Comparison with alternative feature selection criteria
To validate the sentence-level selectivity criterion, the paper compares it with magnitude-based and token-level alternatives. The proposed criterion consistently performs best in emotion alignment.
| Selection criterion | Anger | Happiness | Sadness |
|---|---|---|---|
| Sentence-level selectivity | 0.912 | 0.885 | 0.880 |
| Magnitude-based selection | 0.822 | 0.820 | 0.866 |
| Token-level selection | 0.825 | 0.811 | 0.864 |
Strong steering robustness
Under high steering strength, sparse SAE intervention is substantially more robust than dense global steering. The appendix reports mean WER of 0.57% for SAE steering versus 2.86% for global steering, along with zero deletion errors for SAE steering and nonzero deletion errors for the dense baseline. This suggests that sparse feature-level intervention causes less decoding interference.
| Method | Mean WER | Mean Deletion | Max Deletion |
|---|---|---|---|
| Global Steering | 2.86% | 2.05% | 14.89% |
| SAE Steering | 0.57% | 0.00% | 0.00% |
Bidirectional intervention variant
The appendix also examines a bidirectional variant that increases target-emotion features while decreasing opposing or neutral-associated ones.

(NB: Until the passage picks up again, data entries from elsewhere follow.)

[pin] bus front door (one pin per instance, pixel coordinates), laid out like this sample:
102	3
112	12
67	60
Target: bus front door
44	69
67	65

Compared with positive-only steering, this yields a larger increase in mean F0. The authors treat this as a supplementary analysis rather than the main protocol.
Cross-backbone evidence
Although the main study centers on IndexTTS2, the appendix includes a cross-backbone analysis on LLaSA. The scale-dependent alignment trend persists: increasing the steering scale shifts generations from the neutral region toward the anger prototype. This supports the broader claim that sparse latent emotion control can generalize beyond a single backbone, though the paper still notes that the main controlled evaluation is performed on one primary model.
Limitations
The paper is explicit about several limitations. First, training SAEs on large-scale activation data introduces nontrivial compute and storage overhead, so the full analysis is conducted on a single primary backbone configuration. Second, emotional latent features in speech are inherently difficult to quantify because speech emotion is multidimensional and perceptual; the paper focuses on representative, clearly observable features rather than a complete taxonomy of the latent space. Third, the authors note that extending the method to additional architectures with equally controlled evaluation would be important for broader validation.
Takeaway
The paper’s main contribution is a mechanistic reinterpretation of emotional control in LLM-based TTS. Instead of treating emotion as a dense global shift, the authors show that it can be decomposed into sparse latent features in the semantic backbone. By selecting features with strong emotion-versus-neutral selectivity and steering them directly, they obtain interpretable, bidirectional emotion control without modifying backbone parameters. Empirically, this sparse feature-level intervention matches or outperforms dense steering and several TTS baselines, while preserving content, speaker identity, and perceived naturalness reasonably well.